The key to successful medical communication

By Paul Hill, SciencePOD writer 

The primary question to answer is not what do we need to say, but why should our audience care about what we’re saying?  For medical communication, that means adapting the style and substance of content to the varying perspectives of practitioners, patients, and non-specialist professionals. 

For example, Public Health England’s Antibiotic Guardian campaign offered a variety of content, from quizzes, animations, and videos for patients to case studies, technical toolkits, and resources for healthcare and veterinary professionals, in its bid to raise awareness of the public health threat posed by antibiotic resistance. Your core message will be the same, but the clothes it will wear will be tailored to the needs and characteristics of each audience segment. 

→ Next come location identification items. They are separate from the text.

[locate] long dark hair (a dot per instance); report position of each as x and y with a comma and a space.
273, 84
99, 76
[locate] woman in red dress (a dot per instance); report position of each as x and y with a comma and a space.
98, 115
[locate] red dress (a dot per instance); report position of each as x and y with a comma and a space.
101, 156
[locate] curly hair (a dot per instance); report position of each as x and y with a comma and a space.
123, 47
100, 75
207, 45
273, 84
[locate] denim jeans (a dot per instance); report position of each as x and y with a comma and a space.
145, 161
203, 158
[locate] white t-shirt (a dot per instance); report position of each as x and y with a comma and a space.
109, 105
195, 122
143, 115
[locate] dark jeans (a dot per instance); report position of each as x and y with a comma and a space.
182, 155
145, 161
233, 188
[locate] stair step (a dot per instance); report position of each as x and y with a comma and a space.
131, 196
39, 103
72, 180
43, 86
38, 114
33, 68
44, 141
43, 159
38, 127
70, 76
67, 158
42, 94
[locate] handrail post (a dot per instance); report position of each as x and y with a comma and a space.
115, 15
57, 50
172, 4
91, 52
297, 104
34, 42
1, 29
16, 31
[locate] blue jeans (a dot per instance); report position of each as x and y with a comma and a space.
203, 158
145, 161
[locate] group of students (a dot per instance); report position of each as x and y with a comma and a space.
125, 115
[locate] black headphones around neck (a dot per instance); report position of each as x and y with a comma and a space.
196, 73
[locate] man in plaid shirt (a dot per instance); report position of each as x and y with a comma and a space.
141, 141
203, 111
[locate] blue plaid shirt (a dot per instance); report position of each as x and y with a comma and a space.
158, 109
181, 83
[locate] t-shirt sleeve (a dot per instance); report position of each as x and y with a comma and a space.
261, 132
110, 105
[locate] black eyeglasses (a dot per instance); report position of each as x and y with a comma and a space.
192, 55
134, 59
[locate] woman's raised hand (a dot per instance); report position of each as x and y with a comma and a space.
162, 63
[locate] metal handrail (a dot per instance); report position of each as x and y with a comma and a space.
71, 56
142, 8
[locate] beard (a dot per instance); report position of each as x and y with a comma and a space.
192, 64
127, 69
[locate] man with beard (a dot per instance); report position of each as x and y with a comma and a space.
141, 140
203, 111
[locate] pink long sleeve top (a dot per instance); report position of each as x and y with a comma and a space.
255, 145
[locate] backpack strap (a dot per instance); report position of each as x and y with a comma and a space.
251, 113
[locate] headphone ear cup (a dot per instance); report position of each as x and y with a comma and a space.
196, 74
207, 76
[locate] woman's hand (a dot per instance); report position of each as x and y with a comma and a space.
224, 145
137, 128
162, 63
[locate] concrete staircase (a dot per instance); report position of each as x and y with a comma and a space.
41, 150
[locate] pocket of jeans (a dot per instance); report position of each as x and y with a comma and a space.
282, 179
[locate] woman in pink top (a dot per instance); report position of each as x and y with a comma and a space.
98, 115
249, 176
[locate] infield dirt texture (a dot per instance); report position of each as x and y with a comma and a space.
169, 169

The content marketing equation 

Behind these public health campaigns, a simple equation is in play. To persuade someone to give up their time and attention, the content being created must be relevant to their perspective and have one of three attributes: 

  • Is it insightful?  
  • Is it useful?  
  • Is it emotionally powerful?  

 To engage an audience, at least one attribute must be in play. But to engage and persuade people to act, transact, or change behaviour, the most successful campaigns are likely to draw on two or all three attributes across different content formats, media, or channels.  

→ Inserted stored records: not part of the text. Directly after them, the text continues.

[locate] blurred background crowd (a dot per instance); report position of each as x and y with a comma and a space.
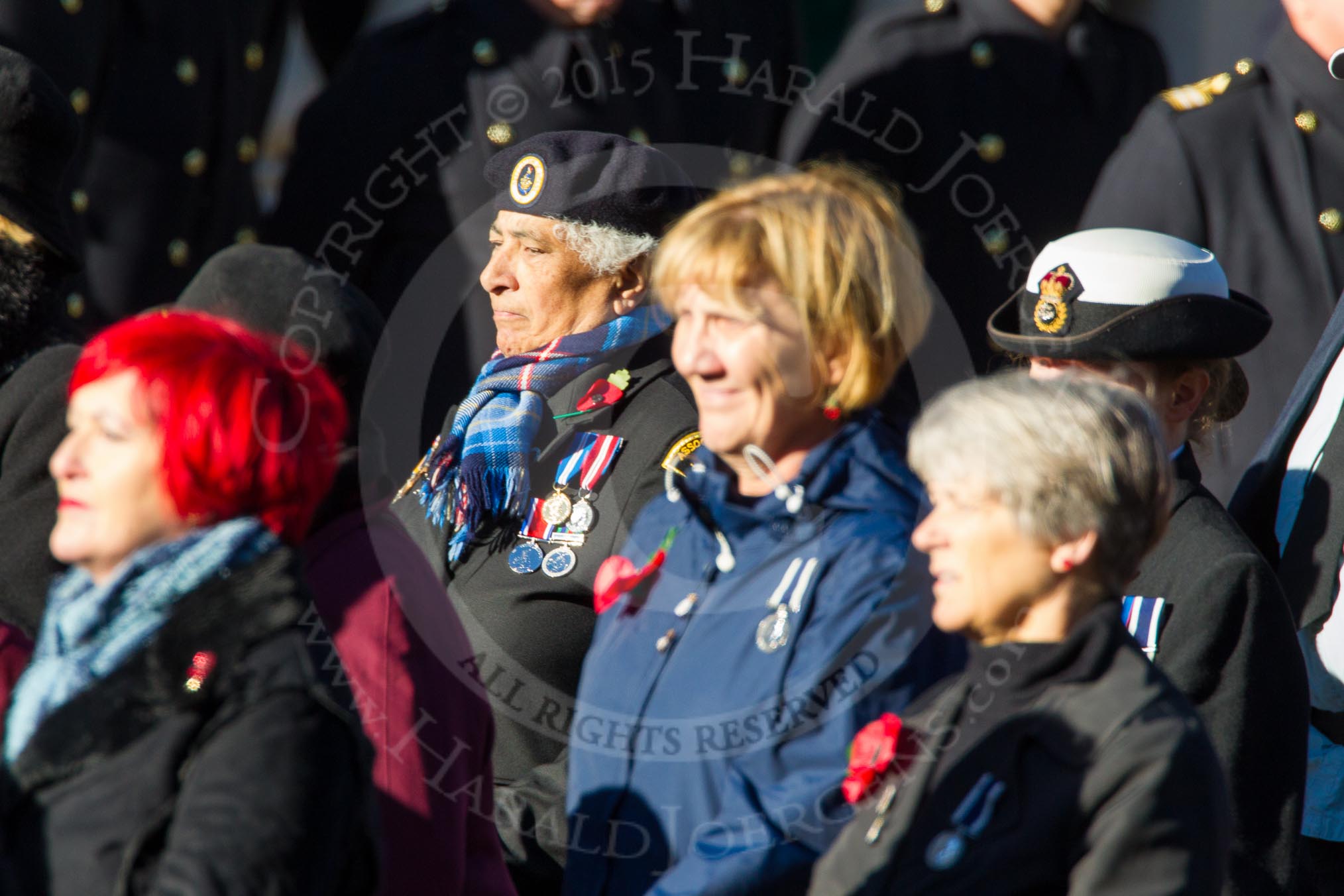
758, 274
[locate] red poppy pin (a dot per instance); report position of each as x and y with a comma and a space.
202, 665
879, 748
605, 392
618, 575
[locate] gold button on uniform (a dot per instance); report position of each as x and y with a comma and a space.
194, 163
486, 53
187, 70
991, 148
179, 253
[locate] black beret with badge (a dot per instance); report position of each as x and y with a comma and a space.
1125, 293
38, 135
592, 178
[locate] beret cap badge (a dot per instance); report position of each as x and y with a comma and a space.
1052, 308
527, 180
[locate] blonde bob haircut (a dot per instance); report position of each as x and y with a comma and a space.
836, 243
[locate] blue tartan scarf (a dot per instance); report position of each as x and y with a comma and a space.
484, 459
89, 630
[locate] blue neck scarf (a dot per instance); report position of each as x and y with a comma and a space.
484, 459
89, 630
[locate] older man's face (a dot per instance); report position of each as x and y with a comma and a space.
539, 288
579, 13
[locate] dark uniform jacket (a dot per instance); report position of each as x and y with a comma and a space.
256, 782
1230, 645
1109, 786
992, 129
1256, 503
171, 100
32, 422
530, 632
1249, 164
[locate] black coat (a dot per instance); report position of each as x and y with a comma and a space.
1111, 787
992, 129
530, 632
1230, 645
32, 422
171, 101
254, 783
1247, 174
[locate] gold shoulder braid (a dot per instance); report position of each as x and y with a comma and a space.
1199, 93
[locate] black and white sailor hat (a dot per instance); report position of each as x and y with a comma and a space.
1124, 293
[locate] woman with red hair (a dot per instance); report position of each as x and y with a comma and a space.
171, 734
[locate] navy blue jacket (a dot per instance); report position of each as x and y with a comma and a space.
700, 763
1256, 503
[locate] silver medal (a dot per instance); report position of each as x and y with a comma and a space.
557, 508
945, 851
581, 516
773, 632
524, 558
559, 562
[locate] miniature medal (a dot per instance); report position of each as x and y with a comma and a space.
773, 632
581, 518
559, 562
524, 558
557, 508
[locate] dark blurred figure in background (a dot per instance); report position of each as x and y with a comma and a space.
36, 137
1251, 164
171, 103
376, 600
389, 159
992, 116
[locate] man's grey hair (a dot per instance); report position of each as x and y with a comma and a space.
604, 249
1068, 456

A doctor helping a patient after persuasive medical communication
It is important to communicate medical information in an accurate and compelling manner.

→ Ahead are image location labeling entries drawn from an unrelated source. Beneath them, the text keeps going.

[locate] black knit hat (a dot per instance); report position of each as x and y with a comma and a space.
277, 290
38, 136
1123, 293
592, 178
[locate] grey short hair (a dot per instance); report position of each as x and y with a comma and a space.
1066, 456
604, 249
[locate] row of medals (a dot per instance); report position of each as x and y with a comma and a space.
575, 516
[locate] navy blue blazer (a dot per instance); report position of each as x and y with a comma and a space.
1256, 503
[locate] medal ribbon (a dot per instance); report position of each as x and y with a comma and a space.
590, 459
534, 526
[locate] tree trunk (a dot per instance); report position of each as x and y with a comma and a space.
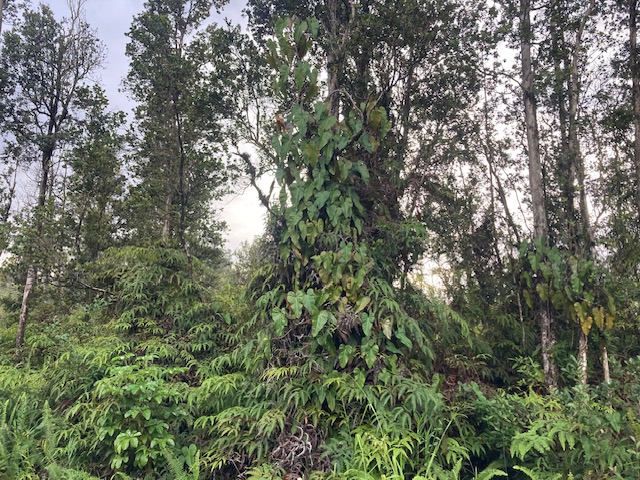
22, 322
583, 348
166, 219
604, 355
1, 13
635, 76
332, 60
541, 229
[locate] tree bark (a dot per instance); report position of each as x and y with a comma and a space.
1, 14
635, 76
24, 310
541, 229
604, 355
583, 349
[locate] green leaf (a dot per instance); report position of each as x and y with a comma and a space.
361, 169
369, 351
280, 320
320, 321
345, 354
294, 300
362, 303
367, 323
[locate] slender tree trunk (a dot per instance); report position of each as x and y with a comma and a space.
332, 60
635, 76
583, 240
604, 355
1, 14
30, 281
166, 219
24, 310
583, 349
541, 229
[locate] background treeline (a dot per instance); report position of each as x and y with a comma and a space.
496, 144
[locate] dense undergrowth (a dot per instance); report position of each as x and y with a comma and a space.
322, 360
164, 378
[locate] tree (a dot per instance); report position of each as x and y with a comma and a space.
180, 76
45, 63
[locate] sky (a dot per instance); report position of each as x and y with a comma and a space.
111, 20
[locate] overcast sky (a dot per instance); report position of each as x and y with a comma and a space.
111, 19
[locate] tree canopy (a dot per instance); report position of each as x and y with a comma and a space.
446, 285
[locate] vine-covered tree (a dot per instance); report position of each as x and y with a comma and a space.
45, 62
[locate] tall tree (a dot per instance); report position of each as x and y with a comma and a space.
541, 228
179, 77
45, 62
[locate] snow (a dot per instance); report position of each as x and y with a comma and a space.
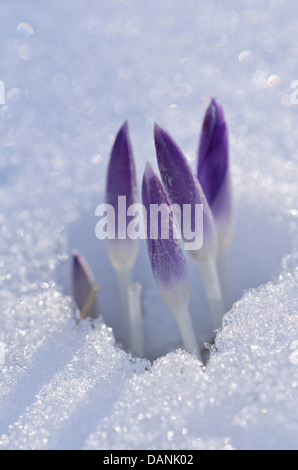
72, 76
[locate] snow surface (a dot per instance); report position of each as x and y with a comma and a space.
71, 80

Engaging your audience through medical communication

 For life sciences and biopharma organisations, content marketing rather than traditional advertising or editorial approaches offers an effective route to engage and persuade different audience segments, for example: 

  1.  Engaging patients EU rules prevent direct marketing of prescription medicines to consumers. However, providing public health information is permitted and offers a valuable route to building brand trust while serving the civic good. For example, GSK’s Tackle Meningitis campaign used former England rugby player Matt Dawson, whose infant son contracted the disease, as an advocate to help parents better understand the risks and symptoms.  
  2. Engaging healthcare professionals A technical description of a product or service is a vital element of any transaction, but it’s only an expected requirement, rather than a route to truly engage new or existing customers. Take a look at the training website of biotech products company, Thermo Fisher, for example, and you’ll find an array of training and learning tools. It’s problem-solving content that offers an audience insight – and helps build customer trust and brand affinity. 
  3. Supporting non-specialist professional staff Pity the poor sales professional who is armed with dry, highly technical material rather than accessible and engaging content they can deploy with prospects. If your marketing material is not geared to helping sales teams answer the question – why should potential customers care? 

 The lessons are simple enough, albeit the execution of successful content marketing requires a creative flair and careful planning – and a willingness to produce something that goes beyond what everyone else in your industry is doing. 

So, step away from that press release … and start working on your content marketing strategy.